En 1998, Gerard Schröder (SPD) remporte les élections grâce à une alliance avec les Verts et la stratégie du « nouveau centre » (Neue Mitte) : la social-démocratie allemande accepte l’économie de marché et prône une politique économique ouvertement libérale, s’éloignant définitivement de ses racines marxistes. Réélu en 2002, Schröder lance une série de réformes libérales appelées l’« Agenda 2010 », visant à redonner de la compétitivité aux entreprises allemandes et élaboré avec Peter Harz, le PDG de Volkswagen. Ces réformes réduisent la protection sociale et allongent la durée du temps de travail. Les électeurs l’abandonneront aux élections suivantes, portant Angela Merkel au pouvoir en 2005 (elle est réélue en 2009 et 2013). Angela Merkel, bien que clairement de droite, saluera la politique menée par Schröder (ça montre bien que Schröder et le SPD ont abandonné le socialisme).

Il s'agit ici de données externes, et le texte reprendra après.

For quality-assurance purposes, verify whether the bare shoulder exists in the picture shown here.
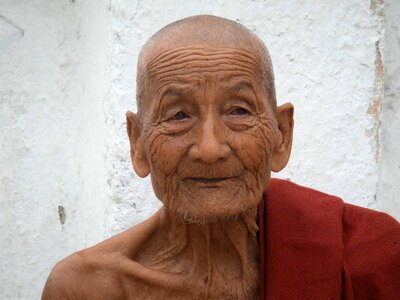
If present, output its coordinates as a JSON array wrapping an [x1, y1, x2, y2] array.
[[42, 211, 156, 300]]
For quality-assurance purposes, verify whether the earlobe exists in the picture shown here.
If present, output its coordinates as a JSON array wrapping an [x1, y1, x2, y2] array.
[[271, 103, 294, 172], [126, 111, 150, 178]]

De nombreuses personnes vont quitter le SPD pour rejoindre le PDS, qui va se renommer le « Linkspartei » ou parti de gauche. En s’unissant avec d’autres petits partis, ils créent « Die Linke » (2007), parti à gauche de la gauche, obtenant environ 12% des voix. On retrouve un mouvement similaire en France, avec le départ de Jean-Luc Mélenchon du PS pour créer le Parti de gauche, qui s’unira avec le PC pour fonder le Front de Gauche.